What is the best golf simulator impact screen?

It depends on your build path. For a serious DIY enclosure, a premium panel like the Carl's Place Preferred screen gives the brightest, sharpest projected image and the durability to take driver strikes for years. If you want a turnkey solution, a preassembled set like the GoSports 10 by 8 foot enclosure pairs the screen with a frame so you can hang it the same day. Match the choice to whether you are framing your own enclosure or want screen and frame in one box.

How thick should a golf impact screen be?

Most quality DIY impact screens run from about 3mm to 7mm of layered material, and multi-layer screens add a quieter, more durable hitting surface. A thicker or multi-layer screen absorbs more energy, so ball impact is softer and quieter and the panel lasts longer under repeated driver strikes. Thinner single-layer screens cost less and can show a slightly brighter image, but they tend to be louder and wear faster. For frequent driver use, lean toward a thicker or triple-layer screen.

How do I size an impact screen to my room?

Measure your room width first, then leave clearance on both sides of the screen for the frame, padding, and a safety margin around the playing area. A common home setup is a screen around 8 to 10 feet wide hung a couple of feet off the back wall, but your room width and swing space set the limit. Use our golf sim room size calculator to confirm your usable width and depth before ordering a screen, since an oversized panel will not tension properly in a tight room.

Are golf impact screens loud?

There is always some noise when a ball strikes a tensioned screen, but the material and construction make a big difference. Single-layer screens produce a sharper, louder slap, while multi-layer screens like triple-layer panels muffle the impact noticeably and are friendlier in a home with thin walls or shared spaces. Proper tensioning and a gap between the screen and the back wall also reduce noise. If quiet matters, prioritize a thicker, multi-layer screen and avoid pulling the panel drum-tight.

Do impact screens affect projector image brightness?

Yes. Impact screen fabric absorbs and diffuses some of the projector's light, so the same projector looks dimmer on a tensioned screen than on a white wall. Premium screens are woven to reflect a brighter, more even image, while budget panels can look a little duller. This is why we recommend pairing your screen with a bright projector of at least 3,000 to 4,000 lumens. See our best golf simulator projectors guide to match a bright short-throw unit to your screen.

Should I buy a screen-only panel or a complete enclosure?
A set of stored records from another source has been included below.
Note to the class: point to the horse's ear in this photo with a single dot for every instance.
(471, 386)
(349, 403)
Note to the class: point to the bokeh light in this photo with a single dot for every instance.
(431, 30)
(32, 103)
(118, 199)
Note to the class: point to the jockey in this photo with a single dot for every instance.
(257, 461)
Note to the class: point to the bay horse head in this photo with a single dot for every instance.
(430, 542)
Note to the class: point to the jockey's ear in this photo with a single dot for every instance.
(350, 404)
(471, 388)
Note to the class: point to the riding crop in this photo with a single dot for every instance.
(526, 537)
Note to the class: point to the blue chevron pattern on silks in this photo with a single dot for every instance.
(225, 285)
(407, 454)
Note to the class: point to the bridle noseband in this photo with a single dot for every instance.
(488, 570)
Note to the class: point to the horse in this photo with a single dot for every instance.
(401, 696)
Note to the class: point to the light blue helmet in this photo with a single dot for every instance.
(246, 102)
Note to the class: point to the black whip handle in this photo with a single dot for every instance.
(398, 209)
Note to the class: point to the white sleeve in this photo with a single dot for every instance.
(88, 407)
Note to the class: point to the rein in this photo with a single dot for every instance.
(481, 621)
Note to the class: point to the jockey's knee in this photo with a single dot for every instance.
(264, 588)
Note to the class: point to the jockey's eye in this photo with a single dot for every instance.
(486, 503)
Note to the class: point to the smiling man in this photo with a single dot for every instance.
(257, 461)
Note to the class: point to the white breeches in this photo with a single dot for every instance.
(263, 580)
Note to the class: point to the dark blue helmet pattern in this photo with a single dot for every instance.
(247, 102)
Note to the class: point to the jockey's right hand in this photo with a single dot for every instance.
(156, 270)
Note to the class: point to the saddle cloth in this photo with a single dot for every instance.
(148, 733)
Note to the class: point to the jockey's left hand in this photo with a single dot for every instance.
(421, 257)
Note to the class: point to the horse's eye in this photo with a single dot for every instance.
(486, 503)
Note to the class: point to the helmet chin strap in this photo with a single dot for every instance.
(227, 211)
Buy a screen-only panel if you are building or already have a frame and want to choose your exact material and size, which is the cheapest and most flexible path. Buy a complete preassembled enclosure if you want screen, frame, and side netting in one purchase and value speed and simplicity over customization. Complete kits like the GoSports or ANYTHING SPORTS packages cost more than bare fabric but save you sourcing and assembling a frame.